The call to action comes as the broadcaster announced a new “action plan” which aims to move "power and decision making" outside of London, yesterday. (18 March)
Unions has warned that moving BBC jobs to Leeds doesn’t reverse deep cuts to regional BBC journalism in Yorkshire.
While Northern television and business leaders have said the BBC’s plans have only given a “starting point” for the broadcaster to diversify and give more powers to the North.
Under the proposals, entitled: The BBC Across the UK plan, that the organisation’s 22,000 employers were briefed on yesterday, roles will be moved out of the capital and moved to cities including Leeds, Birmingham and Salford - which will become the main base for its digital and technology teams.

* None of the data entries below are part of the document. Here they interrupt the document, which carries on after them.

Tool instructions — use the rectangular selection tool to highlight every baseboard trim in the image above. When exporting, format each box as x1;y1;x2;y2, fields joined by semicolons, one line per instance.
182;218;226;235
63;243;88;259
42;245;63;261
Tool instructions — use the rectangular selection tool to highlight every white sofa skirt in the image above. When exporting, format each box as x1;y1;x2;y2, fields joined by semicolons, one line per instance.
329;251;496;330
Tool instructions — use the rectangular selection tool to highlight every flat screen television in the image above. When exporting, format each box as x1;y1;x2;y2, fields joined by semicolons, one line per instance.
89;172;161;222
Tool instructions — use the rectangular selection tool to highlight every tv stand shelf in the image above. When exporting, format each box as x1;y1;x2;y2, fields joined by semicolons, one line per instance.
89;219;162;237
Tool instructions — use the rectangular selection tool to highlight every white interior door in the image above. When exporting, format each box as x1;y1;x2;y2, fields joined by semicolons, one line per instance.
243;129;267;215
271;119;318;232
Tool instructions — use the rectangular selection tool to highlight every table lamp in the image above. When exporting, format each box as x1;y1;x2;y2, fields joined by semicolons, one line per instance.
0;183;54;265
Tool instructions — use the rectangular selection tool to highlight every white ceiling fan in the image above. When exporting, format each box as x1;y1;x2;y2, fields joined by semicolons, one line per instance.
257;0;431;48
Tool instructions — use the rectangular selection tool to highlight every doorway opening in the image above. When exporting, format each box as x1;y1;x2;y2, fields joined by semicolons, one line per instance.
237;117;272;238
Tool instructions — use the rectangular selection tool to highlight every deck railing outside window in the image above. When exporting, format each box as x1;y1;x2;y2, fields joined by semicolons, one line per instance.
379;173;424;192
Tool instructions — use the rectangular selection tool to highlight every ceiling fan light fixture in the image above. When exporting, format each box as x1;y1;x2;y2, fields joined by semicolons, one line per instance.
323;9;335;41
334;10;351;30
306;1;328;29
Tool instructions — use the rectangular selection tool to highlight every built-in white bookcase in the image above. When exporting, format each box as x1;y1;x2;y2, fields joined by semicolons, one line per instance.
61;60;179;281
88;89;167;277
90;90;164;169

Across Yorkshire and the Humber the plan would see two BBC news teams - the learning and identity team and some of the new UK insight team - move to Leeds. While also creating 20 funded bursaries with the National Film and Television School in the city.
A new learning hub will be created in Hull with the aim to open up training for young people and a new peak time radio service will be launched in Bradford.
While a tailored BBC One across Yorkshire, North West and North East England, with new marketing campaigns catering for the region.
And a new long-running drama series is also set to be produced in the North, the location not yet announced, and broadcast across the country.
Screen Yorkshire - the region’s film and television agency, said that latest plans 'lack detail' over exactly how the region will benefit.
Sally Joynson, the chief executive for Screen Yorkshire, said: “I think the headlines suggest a genuine commitment to the North.
“The big agenda is about opening opportunities outside of London - and this is what this speaks to and if they can actually deliver on this - then we would expect to see a very different BBC and that will be reflected both on screen and off screen.”
She added: “In the North these are all licence fee payers - therefore they have every right to see their communities, their stories, their people, their voices heard on the BBC and this indicates that this is the direction the BBC is going in.
"There is nothing I have seen about how they are actually going to do it.
"The general direction of travel - this looks very promising - it looks very exciting, it’s what we would expect the BBC to be doing at this stage in it’s life.
"The finer detail is what we need to drill down into - to actually understand exactly which opportunities it will open up for Yorkshire and the wider North.”
According to the National Union of Journalists, the proposals will result in 600 job losses at BBC News.
The BBC had previously earmarked 450 jobs to go in news as part of a cost cutting exercise across it’s whole organisation.
Paul Siegert, the NUJ national broadcasting organiser, said: “We welcome more diversity and creating more content out of London is a good thing, as is extra investment in apprenticeships.
"However, it’s strange that at the same time the BBC is talking about the importance of getting out of London and investing in the regions as a means of better serving the audience, it has also axed 450 posts in English regions and cut £25m from that budget."
Bill Adams, the Yorkshire and the Humber regional secretary for the TUC said the new BBC plan didn't go far enough to reverse deep cuts to regional BBC journalism in Yorkshire.
He said: “Whilst we welcome job creation in the region, we’re clear that the best way the BBC can support the levelling up agenda in Yorkshire is by investing in the high quality local and regional journalism that can hold this government and rogue bosses to account.
“The BBC bosses should be dedicating more resources to local and regional reporting, not cutting 450 staff as they announced last year.”
Over the next six years, the BBC said it will give “more prominence” to stories from communities across the North as part of what the organisation has described as the “biggest journalistic reshaping” of the BBC in its history.
Tim Davie, BBC director-general, said: “Our mission must be to deliver for the whole of the UK and ensure every household gets value from the BBC. These plans will get us closer to audiences, create jobs and investment, and develop and nurture new talent.
He added: “As we look to the future, we must play our part in supporting social and economic recovery; rebuilding the creative sector and telling the stories that need to be heard from all corners of the UK.”
Helen Thomas, director of BBC England, added: "This is brilliant news for Yorkshire.
"I’ve worked in Yorkshire for most of my career and there has never been a better time to be in the media here.
"There is the overall story that will see the BBC spend more money and make programmes in places like Yorkshire in the future, which offers a great opportunity for the creative and media sector.
"If people have questions, we’d be happy to answer them but I see this as great news for Yorkshire."